Recently, the House Judiciary Subcommittee on the Constitution conducted a hearing on “Class Actions Seven Years After the Class Action Fairness Act.” At the hearing there was an appeal by two of the witnesses to get rid of cy pres awards in class actions.
A cy pres award occurs when funds from a settlement or judgment that belong to the class are distributed instead to organizations for the benefit of the class. Getting rid of cy pres awards would have a devastating impact on NACA and other non-profit organizations, including legal aid groups, as they provide a critical source of funding. With the assistance of cy pres, NACA is able to support attorneys around the country who represent consumers victimized by fraudulent, abusive, and predatory business practices. Cy pres distributions are also a major source of funding for legal aid groups who play a key role in ensuring access to justice for the country’s most disadvantaged citizens. Furthermore, as I’ve mentioned in previous blog posts these groups are already facing cuts across the board at the federal, state and local level, as well as reductions in the proceeds from Interest on Lawyers Trust Accounts (“IOLTA”).
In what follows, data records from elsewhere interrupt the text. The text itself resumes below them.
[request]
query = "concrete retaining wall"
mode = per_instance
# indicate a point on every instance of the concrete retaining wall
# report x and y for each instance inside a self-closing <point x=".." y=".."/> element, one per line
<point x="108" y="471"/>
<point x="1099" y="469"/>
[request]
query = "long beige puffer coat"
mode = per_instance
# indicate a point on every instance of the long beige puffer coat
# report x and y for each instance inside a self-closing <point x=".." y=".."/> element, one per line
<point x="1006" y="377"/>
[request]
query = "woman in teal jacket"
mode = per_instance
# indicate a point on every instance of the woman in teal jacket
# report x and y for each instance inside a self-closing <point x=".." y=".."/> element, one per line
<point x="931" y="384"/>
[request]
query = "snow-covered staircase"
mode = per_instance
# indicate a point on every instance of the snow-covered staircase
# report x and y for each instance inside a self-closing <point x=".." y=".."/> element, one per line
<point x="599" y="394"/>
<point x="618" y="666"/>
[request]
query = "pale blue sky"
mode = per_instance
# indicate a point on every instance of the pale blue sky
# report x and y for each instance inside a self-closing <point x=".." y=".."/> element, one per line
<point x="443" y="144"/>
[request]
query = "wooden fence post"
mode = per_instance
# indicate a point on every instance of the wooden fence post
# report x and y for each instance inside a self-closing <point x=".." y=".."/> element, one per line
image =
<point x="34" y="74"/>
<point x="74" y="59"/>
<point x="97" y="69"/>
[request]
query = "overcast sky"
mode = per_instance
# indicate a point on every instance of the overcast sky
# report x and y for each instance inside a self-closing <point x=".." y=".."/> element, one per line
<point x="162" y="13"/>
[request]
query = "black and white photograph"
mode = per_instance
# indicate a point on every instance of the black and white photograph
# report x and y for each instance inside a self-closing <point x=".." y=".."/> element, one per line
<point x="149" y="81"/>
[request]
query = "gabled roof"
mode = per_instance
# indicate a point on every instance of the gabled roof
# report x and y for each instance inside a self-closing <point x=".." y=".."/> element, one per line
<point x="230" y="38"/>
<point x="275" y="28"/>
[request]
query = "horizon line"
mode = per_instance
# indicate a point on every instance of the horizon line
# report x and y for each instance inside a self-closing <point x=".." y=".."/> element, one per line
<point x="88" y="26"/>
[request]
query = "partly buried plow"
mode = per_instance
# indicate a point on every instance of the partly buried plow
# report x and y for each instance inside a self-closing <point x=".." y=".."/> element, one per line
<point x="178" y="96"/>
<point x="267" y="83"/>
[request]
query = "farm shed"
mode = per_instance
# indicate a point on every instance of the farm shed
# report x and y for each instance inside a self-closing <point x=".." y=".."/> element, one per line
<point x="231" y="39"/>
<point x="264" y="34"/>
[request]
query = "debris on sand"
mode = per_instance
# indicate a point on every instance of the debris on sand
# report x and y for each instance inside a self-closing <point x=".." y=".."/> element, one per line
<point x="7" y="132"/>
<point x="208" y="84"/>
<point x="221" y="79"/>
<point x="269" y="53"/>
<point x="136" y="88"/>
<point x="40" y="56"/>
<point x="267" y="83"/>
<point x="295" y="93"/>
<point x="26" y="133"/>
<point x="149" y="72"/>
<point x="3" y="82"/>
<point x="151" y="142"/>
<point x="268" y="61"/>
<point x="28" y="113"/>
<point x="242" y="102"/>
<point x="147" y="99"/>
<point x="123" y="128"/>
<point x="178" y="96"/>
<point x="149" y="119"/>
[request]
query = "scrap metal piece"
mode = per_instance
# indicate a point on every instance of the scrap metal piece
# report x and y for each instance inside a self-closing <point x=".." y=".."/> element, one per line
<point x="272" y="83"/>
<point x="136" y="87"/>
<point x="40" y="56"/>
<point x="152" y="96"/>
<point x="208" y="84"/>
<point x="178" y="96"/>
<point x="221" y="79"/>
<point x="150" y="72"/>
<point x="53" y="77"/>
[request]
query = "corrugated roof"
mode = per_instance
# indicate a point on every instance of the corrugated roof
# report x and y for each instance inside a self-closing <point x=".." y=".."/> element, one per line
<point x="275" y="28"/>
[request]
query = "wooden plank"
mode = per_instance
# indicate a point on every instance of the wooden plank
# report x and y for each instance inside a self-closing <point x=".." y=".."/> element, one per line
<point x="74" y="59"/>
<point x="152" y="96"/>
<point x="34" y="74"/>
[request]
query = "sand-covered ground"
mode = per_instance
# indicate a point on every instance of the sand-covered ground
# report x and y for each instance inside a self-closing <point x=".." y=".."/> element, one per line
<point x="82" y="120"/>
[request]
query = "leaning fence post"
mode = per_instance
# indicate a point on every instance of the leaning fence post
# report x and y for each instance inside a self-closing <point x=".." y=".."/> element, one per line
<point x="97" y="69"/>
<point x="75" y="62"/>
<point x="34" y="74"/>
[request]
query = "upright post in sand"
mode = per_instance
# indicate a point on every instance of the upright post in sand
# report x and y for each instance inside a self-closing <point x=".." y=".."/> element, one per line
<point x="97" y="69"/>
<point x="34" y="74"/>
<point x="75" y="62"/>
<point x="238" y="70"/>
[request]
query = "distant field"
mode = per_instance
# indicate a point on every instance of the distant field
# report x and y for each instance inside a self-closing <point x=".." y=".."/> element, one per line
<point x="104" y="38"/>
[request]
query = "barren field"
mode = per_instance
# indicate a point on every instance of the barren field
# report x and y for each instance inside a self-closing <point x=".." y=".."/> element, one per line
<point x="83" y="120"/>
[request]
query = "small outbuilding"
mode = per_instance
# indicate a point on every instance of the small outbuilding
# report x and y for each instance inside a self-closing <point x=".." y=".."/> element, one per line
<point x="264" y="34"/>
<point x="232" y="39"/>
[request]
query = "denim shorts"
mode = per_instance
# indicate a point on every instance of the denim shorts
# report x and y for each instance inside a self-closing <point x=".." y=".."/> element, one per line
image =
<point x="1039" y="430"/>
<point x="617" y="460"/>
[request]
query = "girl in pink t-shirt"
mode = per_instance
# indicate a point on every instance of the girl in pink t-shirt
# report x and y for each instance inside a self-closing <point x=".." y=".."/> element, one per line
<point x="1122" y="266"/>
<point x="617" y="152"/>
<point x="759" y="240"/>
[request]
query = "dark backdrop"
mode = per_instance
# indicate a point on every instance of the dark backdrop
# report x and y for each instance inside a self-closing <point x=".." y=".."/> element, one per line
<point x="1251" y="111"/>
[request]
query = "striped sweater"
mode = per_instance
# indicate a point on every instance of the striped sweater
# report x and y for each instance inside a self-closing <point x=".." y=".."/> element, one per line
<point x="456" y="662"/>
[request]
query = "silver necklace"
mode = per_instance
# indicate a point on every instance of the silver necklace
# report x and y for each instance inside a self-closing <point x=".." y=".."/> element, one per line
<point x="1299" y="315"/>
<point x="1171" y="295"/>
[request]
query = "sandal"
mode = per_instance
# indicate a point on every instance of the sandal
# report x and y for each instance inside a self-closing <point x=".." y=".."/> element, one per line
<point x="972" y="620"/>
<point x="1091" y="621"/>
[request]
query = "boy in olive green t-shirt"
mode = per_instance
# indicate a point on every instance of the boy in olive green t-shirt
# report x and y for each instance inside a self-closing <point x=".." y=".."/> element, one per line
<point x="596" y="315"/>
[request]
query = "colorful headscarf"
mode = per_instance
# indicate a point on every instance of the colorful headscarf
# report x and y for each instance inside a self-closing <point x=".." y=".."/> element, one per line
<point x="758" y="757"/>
During the House Committee hearing, Martin Redish of Northwestern University School of Law argued that the awards create “faux” class actions. John Beisner, a partner at Skadden, Arps, Slate, Meagher & Flom, testifying on behalf of the U.S. Chamber of Commerce, said cy pres awards in many cases are used merely to justify attorneys’ fees by inflating the size of the class award.
We disagree. We believe that distributing class funds directly to class members is the best use of these funds, but when this is not feasible or when there are additional funds available, a cy pres distribution to a non-profit organization is appropriate when they provide an indirect benefit to absent members of the class or to further the purposes of the statutes that formed the basis for the underlying litigation. For instance, a case that challenges predatory lending practices that result in houses being foreclosed upon could be appropriate for residual funds to be distributed to non-profit organizations that address foreclosure prevention work. Unclaimed funds in class actions are certainly better served with non-profit groups than the defendants claiming these residual funds for themselves, the very people who admitted to misconduct or unlawful activity against the class action members.
While we know that legislation to amend CAFA to repeal cy pres awards is unlikely in this Congress, NACA is determined to protect the appropriate distribution of cy pres awards and will work hard to prevent any attempt to abolish this important source of non-profit funding.